Wednesday, October 23, 2013

Adaptive Elastic Portfolio Management

Have too much risk in any one area and you are vulnerable to more substantial decline because you are vulnerable to a large potential draw down. Below is the loss and corresponding gain required to get back to even.
 
loss required gain to break even
1.0% 1.01%
2.0% 2.04%
3.0% 3.09%
5.0% 5.26%
10.0% 11.11%
15.0% 17.65%
20.0% 25.00%
30.0% 42.86%
40.0% 66.67%
50.0% 100.00%
60.0% 150.00%
70.0% 233.33%
80.0% 400.00%
90.0% 900.00%
95.0% 1900.00%
97.0% 3233.33%
99.0% 9900.00%
99.9% 99900.00%

The more concentrated the portfolio, the greater the risks of consequences of an individual stock decline. But selling short of the target or reducing is not a goos strategy either as it can turn a winning strategy into a losing one as you fail to give your winners room to run. A strategy that is continuously adjusted to maintain the optimal allocation is best.

If we never made adjustments to the dollar amount in our portfolio and just let the long term position grow, then the long term trades would grow and then either finally reach a sell signal, or you would be forced to rebalance, OR they would continue the growth until they eventually composed the entire portfolio.


The amount of risk would increase beyond intended amounts as the positions grew, OR the alternative of selling positions before their targets compromises your otherwise profitable, low volatility strategy, strategy making it very dangerous to have this strategy.
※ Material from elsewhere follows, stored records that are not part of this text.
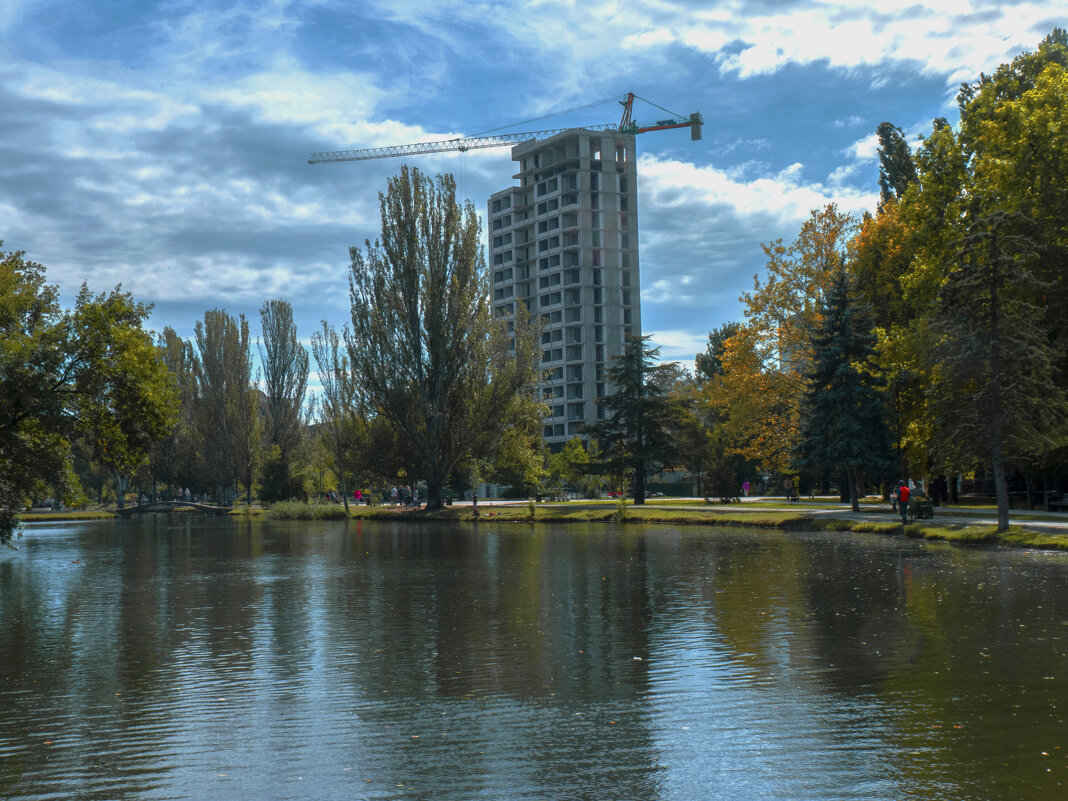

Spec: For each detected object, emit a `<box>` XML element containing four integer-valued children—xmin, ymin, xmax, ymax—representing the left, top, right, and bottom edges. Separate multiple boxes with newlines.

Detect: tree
<box><xmin>711</xmin><ymin>203</ymin><xmax>855</xmax><ymax>472</ymax></box>
<box><xmin>260</xmin><ymin>300</ymin><xmax>308</xmax><ymax>501</ymax></box>
<box><xmin>194</xmin><ymin>309</ymin><xmax>257</xmax><ymax>502</ymax></box>
<box><xmin>876</xmin><ymin>123</ymin><xmax>916</xmax><ymax>204</ymax></box>
<box><xmin>312</xmin><ymin>320</ymin><xmax>367</xmax><ymax>512</ymax></box>
<box><xmin>933</xmin><ymin>210</ymin><xmax>1068</xmax><ymax>531</ymax></box>
<box><xmin>694</xmin><ymin>321</ymin><xmax>741</xmax><ymax>383</ymax></box>
<box><xmin>347</xmin><ymin>167</ymin><xmax>537</xmax><ymax>508</ymax></box>
<box><xmin>0</xmin><ymin>242</ymin><xmax>174</xmax><ymax>543</ymax></box>
<box><xmin>588</xmin><ymin>336</ymin><xmax>676</xmax><ymax>504</ymax></box>
<box><xmin>152</xmin><ymin>326</ymin><xmax>198</xmax><ymax>487</ymax></box>
<box><xmin>69</xmin><ymin>285</ymin><xmax>177</xmax><ymax>508</ymax></box>
<box><xmin>798</xmin><ymin>270</ymin><xmax>893</xmax><ymax>512</ymax></box>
Short term positions suffer the same risks of substantial draw downs of your portfolio, not because size eventually gets too large, but instead because the risk/reward ratios of investments and longer term trades are usually much better (at expense to compounded return and available liquidity to adjust.) The ideal adjustments are to maintain the overall level of "risk" without selling anything "early", and only using the allocation towards stocks as the adjustment.

Short term trading provides thinner profit margins, but more volume. in other words, less per trade, and more risk that small mistakes each trade can make a strategy unprofitable but potentially much more per year. Long term trades have a higher reward to risk but take longer, tie up more capital in a position with lower annually compounded results, and provide less liquidity for making adjustments.

BUT... the combination of short term trades and allocation model in addition to cash, income and potential hedges COMBINED with your long term positions you will produce much more frequent cash inflows from quick trades, and that will allow itself to be distributed among all assets making rebalancing more efficient, more frequent, and your portfolio to only make minor changes. That would cause the rest of your portfolio to grow so that the long term never gets to be too large and the desired balance can be maintained. The positions of each portion complement the other parts of the portfolio.


The result is a reduced need to adjust your portfolio allocation and reduce it to maintain balance of risk, increased overall balance, and better, more stable results.


The allocation to stocks can adapt and adjust to displace the overall amount of risk towards stocks. Short term trades don't last enough to offset the balance, but if you are concerned you may take on short term hedges. For this model we will ignore short term hedging and only focus on a portion of cash on the side either being active as a intermediate term hedge or not.


As long term position grows
http://cdn.makeagif.com/media/10-23-2013/GCLaKV.gif
As long term positions contracts
As you can see, such a strategy keeps the other positions stable and overall keeps the strategy at the optimal risk according to your goals at all times. Over many trades, there will be many minor and major adjustments that develop as portfolio changes, but this strategy is elastic enough to adapt to various conditions and maintain the desired composition without selling early.